Which is the length of the unknown leg of a right triangle that has one length of 8 feet and a hypotenuse of 12 feet
To find the length of the unknown leg, we can use the Pythagorean theorem, which states that in a right triangle, the square of the length of the hypotenuse is equal to the sum of the squares of the lengths of the other two sides.
Let's represent the length of the unknown leg as x. We know that one leg is 8 feet and the hypotenuse is 12 feet. Using the Pythagorean theorem:
12^2 = 8^2 + x^2
144 = 64 + x^2
x^2 = 144 - 64
x^2 = 80
Taking the square root of both sides, we find:
x = √80
Therefore, the length of the unknown leg is approximately 8.94 feet.
To find the length of the unknown leg of a right triangle, we can use the Pythagorean theorem. The theorem states that in a right triangle, the sum of the squares of the two legs is equal to the square of the hypotenuse.

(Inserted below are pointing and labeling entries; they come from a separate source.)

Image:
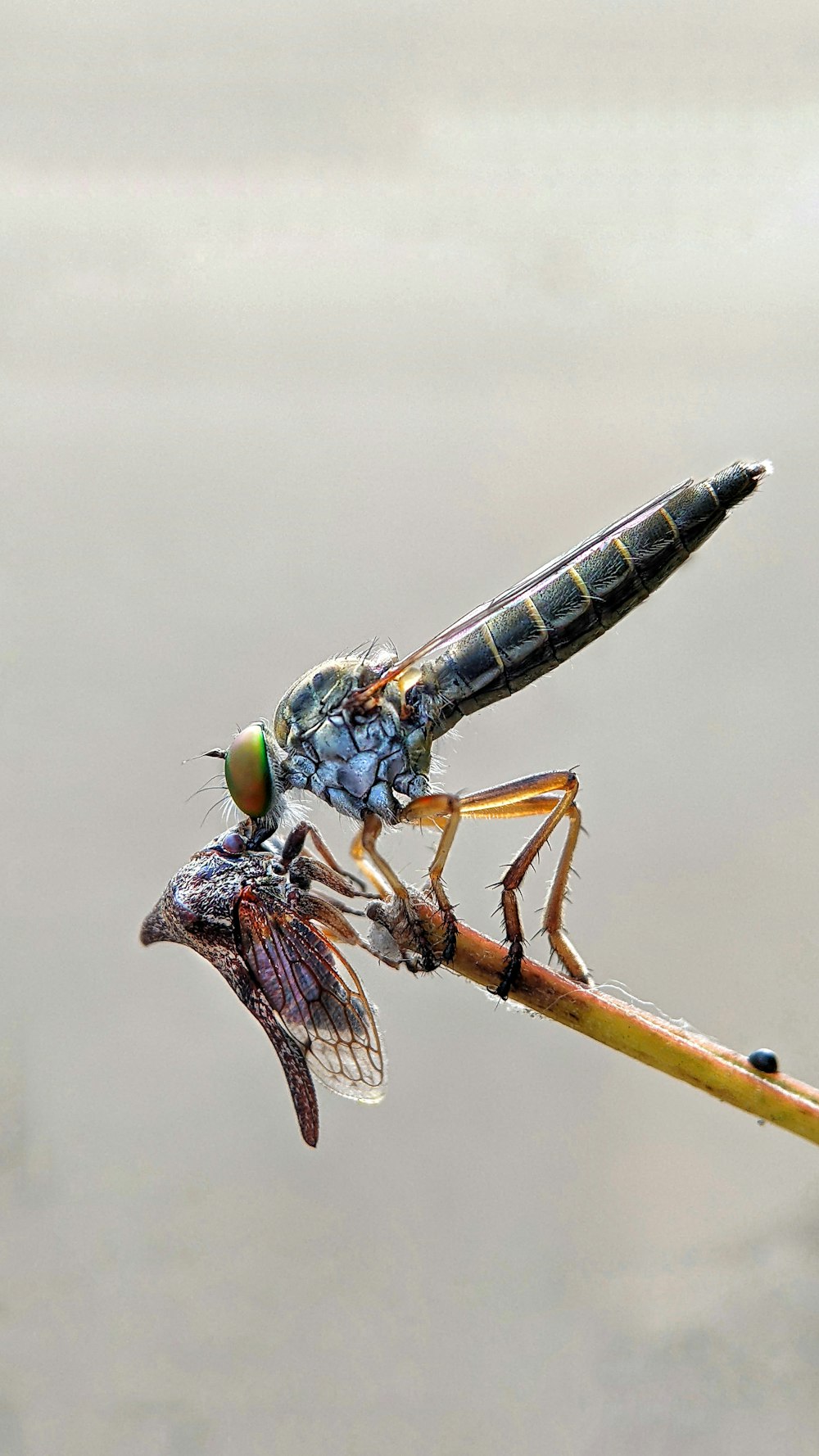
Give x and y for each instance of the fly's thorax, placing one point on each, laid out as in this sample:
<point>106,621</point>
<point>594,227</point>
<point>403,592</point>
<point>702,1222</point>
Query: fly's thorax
<point>355,757</point>
<point>321,692</point>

In this case, we know that one leg is 8 feet and the hypotenuse is 12 feet. Let's represent the length of the unknown leg as x.

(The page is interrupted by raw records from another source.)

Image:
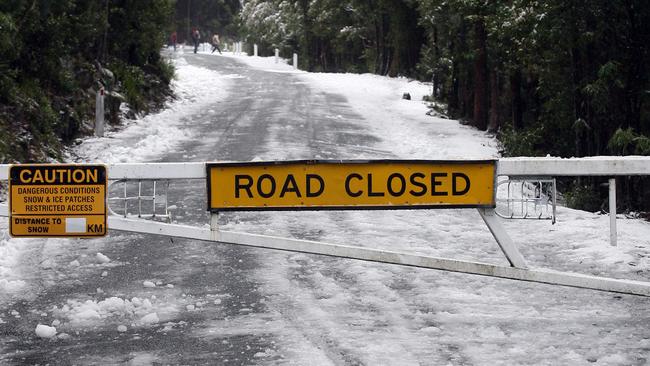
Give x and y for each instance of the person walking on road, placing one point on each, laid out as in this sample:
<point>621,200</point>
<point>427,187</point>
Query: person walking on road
<point>196,37</point>
<point>215,43</point>
<point>173,40</point>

According to the Pythagorean theorem, we can write the equation as:
8^2 + x^2 = 12^2
Simplifying the equation, we get:
64 + x^2 = 144
Subtracting 64 from both sides of the equation:
x^2 = 144 - 64
x^2 = 80
Now, to find the value of x, we take the square root of both sides of the equation:
x = √80
x ≈ 8.944
Therefore, the length of the unknown leg is approximately 8.944 feet.
To find the length of the unknown leg of a right triangle, you can use the Pythagorean theorem. The Pythagorean theorem states that in a right triangle, the square of the length of the hypotenuse is equal to the sum of the squares of the lengths of the other two sides.
In this case, we have a right triangle with one length of 8 feet and a hypotenuse of 12 feet. Let's assume that the length of the unknown leg is x feet.
Using the Pythagorean theorem, we can set up the equation:
x^2 + 8^2 = 12^2
Simplifying the equation, we get:
x^2 + 64 = 144
Subtracting 64 from both sides of the equation, we have:
x^2 = 80
Now, to find the value of x, we take the square root of both sides of the equation:
√(x^2) = √80
Simplifying further, we get:
x = √80
The square root of 80 is an irrational number, approximately 8.9. Therefore, the length of the unknown leg of the right triangle is approximately 8.9 feet.